This Amendment No. 2 to the Statement of Beneficial Ownership on Schedule 13D (this “Amendment”) relates to the Ordinary Shares of Mission NewEnergy Limited, an Australian corporation (the “Issuer”), and is being filed pursuant to Rule 13d-2(a) under the Securities Exchange Act of 1934, as amended (the “Exchange Act”). The address of the principal executive offices of the Issuer is Unit 2B, 431 Roberts Road, Subiaco, Western Australia 6008, Australia.
ITEM 2. IDENTITY AND BACKGROUND.
(a) This Amendment is being filed jointly by and for Stephen L. Way and SLWI (together with Mr. Way, the “Reporting Persons”). SLWI is a Texas limited liability company. Mr. Way is the sole member and sole manager of SLWI. SLWI is in the business of making investments and managing invested assets. In accordance with the provisions of General Instruction C to Schedule 13D, information concerning Mr. Way, as sole member and manager of SLWI, required by Item 2 of Schedule 13D, is provided below.
(b) The address of the principal business and principal office of SLWI is 7941 Katy Freeway, #529, Houston, Texas 77024. The business address of Mr. Way is 7941 Katy Freeway, #529, Houston, Texas 77024.
(c) The principal business of SLWI is making investments and managing invested assets. Mr. Way’s principal occupation is as the Chairman and Chief Executive Officer of Houston International Insurance Group, Ltd. (“HIIG”). HIIG, through its subsidiaries, owns Ordinary Shares of the Issuer.

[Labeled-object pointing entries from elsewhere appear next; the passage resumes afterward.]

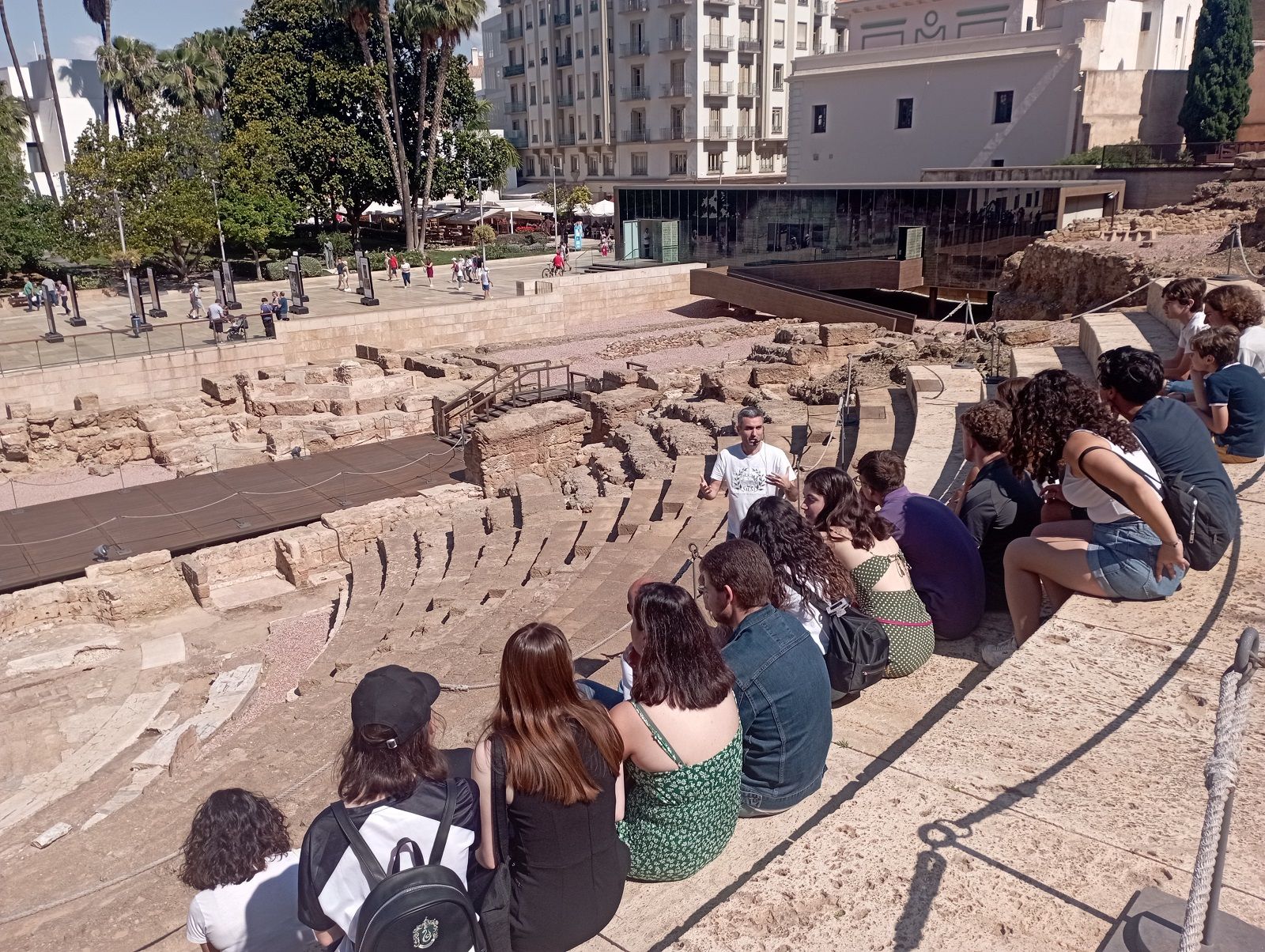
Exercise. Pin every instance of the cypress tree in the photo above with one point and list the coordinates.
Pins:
(1218, 90)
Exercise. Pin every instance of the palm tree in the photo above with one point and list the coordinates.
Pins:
(99, 12)
(52, 85)
(25, 99)
(455, 18)
(360, 16)
(130, 67)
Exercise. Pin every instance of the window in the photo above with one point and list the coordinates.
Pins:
(1003, 104)
(904, 114)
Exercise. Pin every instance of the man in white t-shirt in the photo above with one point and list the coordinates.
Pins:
(750, 470)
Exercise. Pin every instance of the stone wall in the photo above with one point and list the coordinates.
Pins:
(542, 440)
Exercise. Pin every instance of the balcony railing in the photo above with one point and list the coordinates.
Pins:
(670, 43)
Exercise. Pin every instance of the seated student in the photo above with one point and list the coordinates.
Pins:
(1123, 551)
(1230, 396)
(238, 855)
(565, 794)
(392, 781)
(682, 741)
(1183, 301)
(781, 682)
(942, 557)
(862, 541)
(1130, 381)
(999, 507)
(1240, 308)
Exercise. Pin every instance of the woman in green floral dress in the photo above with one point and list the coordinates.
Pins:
(682, 741)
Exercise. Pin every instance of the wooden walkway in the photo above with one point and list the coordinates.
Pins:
(55, 541)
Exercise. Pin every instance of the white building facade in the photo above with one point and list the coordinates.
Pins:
(925, 84)
(657, 89)
(79, 86)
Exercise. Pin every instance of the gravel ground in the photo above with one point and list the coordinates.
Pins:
(71, 482)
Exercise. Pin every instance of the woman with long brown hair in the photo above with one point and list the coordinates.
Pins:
(1129, 547)
(565, 794)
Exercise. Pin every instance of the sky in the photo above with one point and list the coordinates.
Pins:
(164, 23)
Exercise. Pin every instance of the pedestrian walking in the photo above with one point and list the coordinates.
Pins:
(266, 315)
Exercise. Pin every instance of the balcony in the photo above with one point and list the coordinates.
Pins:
(670, 43)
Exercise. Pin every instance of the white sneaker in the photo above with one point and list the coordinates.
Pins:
(995, 653)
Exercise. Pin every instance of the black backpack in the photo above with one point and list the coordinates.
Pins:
(857, 646)
(423, 907)
(1202, 526)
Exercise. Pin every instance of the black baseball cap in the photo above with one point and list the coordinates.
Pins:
(395, 697)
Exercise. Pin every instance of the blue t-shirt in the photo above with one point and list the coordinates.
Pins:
(1241, 390)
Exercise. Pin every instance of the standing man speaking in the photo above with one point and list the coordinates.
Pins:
(750, 470)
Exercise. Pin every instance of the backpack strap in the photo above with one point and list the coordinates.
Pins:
(370, 865)
(436, 851)
(500, 812)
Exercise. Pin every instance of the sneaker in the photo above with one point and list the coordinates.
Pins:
(995, 653)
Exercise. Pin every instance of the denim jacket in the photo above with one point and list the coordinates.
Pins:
(784, 701)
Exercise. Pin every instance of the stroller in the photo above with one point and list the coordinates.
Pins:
(237, 328)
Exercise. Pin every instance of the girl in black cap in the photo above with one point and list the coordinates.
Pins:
(391, 780)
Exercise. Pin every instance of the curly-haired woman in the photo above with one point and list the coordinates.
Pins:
(862, 539)
(1129, 547)
(238, 855)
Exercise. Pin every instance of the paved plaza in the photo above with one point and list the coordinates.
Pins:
(109, 336)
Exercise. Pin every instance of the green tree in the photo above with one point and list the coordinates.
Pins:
(1218, 90)
(161, 168)
(255, 210)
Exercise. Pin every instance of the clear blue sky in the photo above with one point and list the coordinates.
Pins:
(160, 22)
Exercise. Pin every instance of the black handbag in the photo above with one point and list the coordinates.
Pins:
(495, 910)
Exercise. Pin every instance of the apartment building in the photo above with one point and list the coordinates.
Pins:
(658, 89)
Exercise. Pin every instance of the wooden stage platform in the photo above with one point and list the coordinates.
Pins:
(55, 541)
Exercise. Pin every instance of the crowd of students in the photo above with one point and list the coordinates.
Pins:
(731, 717)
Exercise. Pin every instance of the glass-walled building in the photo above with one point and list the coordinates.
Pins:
(969, 228)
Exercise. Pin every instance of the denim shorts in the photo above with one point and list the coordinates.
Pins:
(1123, 557)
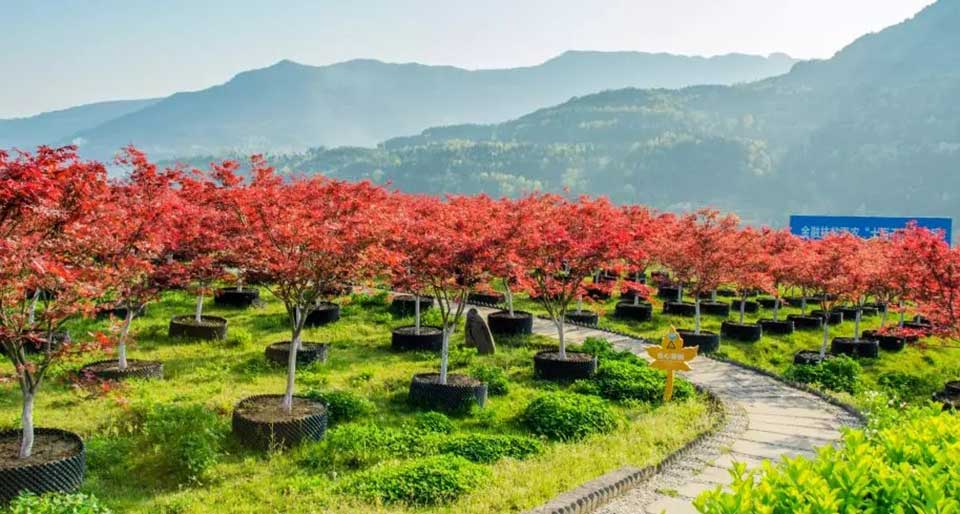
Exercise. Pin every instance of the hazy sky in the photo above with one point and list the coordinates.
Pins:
(61, 53)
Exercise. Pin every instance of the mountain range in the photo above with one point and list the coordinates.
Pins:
(291, 107)
(874, 130)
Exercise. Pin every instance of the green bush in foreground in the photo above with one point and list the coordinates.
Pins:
(428, 481)
(623, 380)
(840, 373)
(566, 416)
(485, 449)
(56, 503)
(903, 464)
(495, 377)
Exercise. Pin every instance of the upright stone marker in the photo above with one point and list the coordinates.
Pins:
(477, 334)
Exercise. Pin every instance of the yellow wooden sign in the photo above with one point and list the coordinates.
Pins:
(671, 356)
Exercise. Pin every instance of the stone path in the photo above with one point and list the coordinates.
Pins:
(767, 420)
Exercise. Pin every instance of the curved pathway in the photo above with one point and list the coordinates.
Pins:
(767, 420)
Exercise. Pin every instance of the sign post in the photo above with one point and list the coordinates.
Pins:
(671, 356)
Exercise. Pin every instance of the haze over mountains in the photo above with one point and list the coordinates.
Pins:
(873, 130)
(291, 106)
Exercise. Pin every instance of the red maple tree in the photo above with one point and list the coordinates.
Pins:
(46, 202)
(308, 237)
(567, 242)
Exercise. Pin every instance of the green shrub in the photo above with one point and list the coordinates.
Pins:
(906, 465)
(428, 481)
(180, 441)
(495, 377)
(485, 449)
(566, 416)
(342, 406)
(433, 421)
(356, 446)
(622, 380)
(56, 503)
(840, 373)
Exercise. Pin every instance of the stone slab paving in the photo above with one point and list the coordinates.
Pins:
(768, 420)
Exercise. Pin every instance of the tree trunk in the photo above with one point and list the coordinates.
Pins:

(d) The Reporting Persons have not, during the last five years, been convicted in a criminal proceeding (excluding traffic violations or similar misdemeanors).
(e) The Reporting Persons have not, during the last five years, been a party to a civil proceeding of a judicial or administrative body of competent jurisdiction, and as a result of such proceeding, were or are subject to a judgment, decree or final order enjoining future violations of, or prohibiting or mandating activities subject to, federal or state securities laws or finding any violation with respect to such laws.
(f) SLWI is a Texas limited liability company. Mr. Way is a United States citizen.
ITEM 3. SOURCE AND AMOUNT OF FUNDS OR OTHER CONSIDERATION.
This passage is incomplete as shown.